Angels keep fighting, and waiting, for playoffs

ANAHEIM, Calif. – There's no secret to what's happening here. The Angels are playing for their postseason lives, so the results on the field aren't all that matters.
 
They're checking the scoreboard, waiting and watching to see how the Oakland A's are doing and counting down the days to the end of the regular season.
 
This is what their season has become – playing and watching and hoping.
 
"Trust me, we're scoreboard watching," outfielder Torii Hunter said. "I don't care what nobody says – I am."
 
The Angels won a big game Tuesday night and achieved a number of milestones, but really, the only thing that matters is the American League wild card standings.
 
Their 5-4 victory over the Seattle Mariners came after the A's beat the Texas Rangers in 10 innings, leaving the Angels two games out of the second wild card spot and only one game ahead of the Tampa Bay Rays, who have won six in a row.
 
With eight games left in their season, the Angels can only keep winning.
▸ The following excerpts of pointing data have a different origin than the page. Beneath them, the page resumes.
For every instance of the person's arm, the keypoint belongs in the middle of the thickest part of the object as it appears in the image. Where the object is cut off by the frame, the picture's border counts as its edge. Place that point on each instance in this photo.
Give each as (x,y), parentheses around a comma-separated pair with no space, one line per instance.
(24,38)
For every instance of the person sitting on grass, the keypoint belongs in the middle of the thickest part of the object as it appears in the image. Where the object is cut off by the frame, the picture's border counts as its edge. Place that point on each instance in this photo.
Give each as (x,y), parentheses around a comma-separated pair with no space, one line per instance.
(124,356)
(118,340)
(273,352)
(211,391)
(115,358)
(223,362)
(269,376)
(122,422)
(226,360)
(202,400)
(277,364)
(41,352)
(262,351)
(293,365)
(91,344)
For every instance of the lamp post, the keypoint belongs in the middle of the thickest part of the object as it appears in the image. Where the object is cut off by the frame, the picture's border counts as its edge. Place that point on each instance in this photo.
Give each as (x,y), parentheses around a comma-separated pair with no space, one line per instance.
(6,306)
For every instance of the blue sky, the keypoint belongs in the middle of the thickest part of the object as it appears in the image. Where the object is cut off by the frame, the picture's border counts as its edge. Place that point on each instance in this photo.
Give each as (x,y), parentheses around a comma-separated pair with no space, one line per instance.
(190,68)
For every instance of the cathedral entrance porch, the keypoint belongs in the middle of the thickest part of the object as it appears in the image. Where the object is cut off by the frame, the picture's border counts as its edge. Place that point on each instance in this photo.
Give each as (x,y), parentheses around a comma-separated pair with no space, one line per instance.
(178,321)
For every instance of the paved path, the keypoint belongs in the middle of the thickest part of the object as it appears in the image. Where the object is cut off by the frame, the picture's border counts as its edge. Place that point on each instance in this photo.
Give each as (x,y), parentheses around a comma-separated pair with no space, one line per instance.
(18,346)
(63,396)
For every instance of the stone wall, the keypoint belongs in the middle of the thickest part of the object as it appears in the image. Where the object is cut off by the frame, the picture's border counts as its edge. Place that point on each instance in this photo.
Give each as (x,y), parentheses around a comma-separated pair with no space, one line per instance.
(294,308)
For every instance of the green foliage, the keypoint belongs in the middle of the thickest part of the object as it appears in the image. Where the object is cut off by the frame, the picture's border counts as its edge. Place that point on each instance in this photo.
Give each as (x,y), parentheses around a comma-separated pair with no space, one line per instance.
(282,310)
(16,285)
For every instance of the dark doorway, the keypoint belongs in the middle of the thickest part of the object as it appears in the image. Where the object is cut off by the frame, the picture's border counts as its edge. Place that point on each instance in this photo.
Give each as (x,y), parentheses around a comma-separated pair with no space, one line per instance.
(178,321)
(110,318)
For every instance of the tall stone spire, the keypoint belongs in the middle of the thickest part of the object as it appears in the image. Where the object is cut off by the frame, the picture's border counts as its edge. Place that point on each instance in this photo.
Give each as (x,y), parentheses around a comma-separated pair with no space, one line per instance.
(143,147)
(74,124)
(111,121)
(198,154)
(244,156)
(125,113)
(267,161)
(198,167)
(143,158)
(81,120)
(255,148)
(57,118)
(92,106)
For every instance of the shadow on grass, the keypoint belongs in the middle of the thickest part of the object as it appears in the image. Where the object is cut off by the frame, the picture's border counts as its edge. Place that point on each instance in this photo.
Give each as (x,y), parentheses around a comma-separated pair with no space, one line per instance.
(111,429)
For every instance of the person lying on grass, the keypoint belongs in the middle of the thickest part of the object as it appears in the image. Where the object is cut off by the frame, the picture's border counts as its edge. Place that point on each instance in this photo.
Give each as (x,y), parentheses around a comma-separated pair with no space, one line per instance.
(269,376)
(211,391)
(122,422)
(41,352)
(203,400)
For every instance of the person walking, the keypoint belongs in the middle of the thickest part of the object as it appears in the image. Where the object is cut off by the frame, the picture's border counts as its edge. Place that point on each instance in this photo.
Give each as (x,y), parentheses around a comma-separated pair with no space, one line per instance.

Every loss brings them closer to elimination.
 
"We can only control what we can control," manager Mike Scioscia said. "We need to keep winning."
 
So far, they're doing that, picking up their fourth consecutive victory and eighth in 11 games. They are now 16 games over .500 for the first time since the end of the 2009 season, but they can't be concerned with anything but the standings.
 
Nor can they celebrate the fact they tied a major league record by striking out 20 batters – 13 by starter Zack Greinke, three by Garrett Richards and two each by Kevin Jepsen and Ernesto Frieri.
 
Greinke, in fact, became the first starting pitcher since the live ball era in 1920 to record 13 or more strikeouts in a start lasting five innings or fewer. The only reason he didn't keep pitching is that he threw 110 pitches, including 27 in the first inning that served as an indication it might be a short night.
 
Greinke called his strikeout total "fluky," and perhaps it was. Of the first seven outs he recorded, seven were strikeouts; he also recorded four strikeouts in the fourth, thanks to a strikeout and wild pitch that allowed Trayvon Robinson to reach base.
 
"I was just trying to get guys out, and it just worked out that I got a lot of strikeouts early," he said. "The No. 1 problem is that it takes too much energy and wears you down."
 
In a way, it's becoming draining to watch the Angels. They almost let a 5-1 lead slip away when left-hander Scott Downs gave up three runs in the seventh, but Jepsen and then Frieri shut down the Mariners to collect the final seven outs.
 
The Angels got home runs from Hunter and Erick Aybar, and they scored two runs in the first to give Greinke an early cushion. It was just enough to allow them to steal looks at the scoreboard in right field.
 
"You're glancing, sure," Scioscia said.
 
Sometimes, the score isn't always what they're hoping to see, as it was Tuesday night when the A's beat the Rangers.
 
"That sucks," Hunter said. But it doesn't change their task.
 
"We gotta win, no matter what," he said. "Regardless, we're going to focus on what we need to do on the field. We ain't worried about (the A's). But when you look up, you go, 'Ah, man. OK, let's do what we have to do here.'
 
"All we can do is worry about what we've got to do here."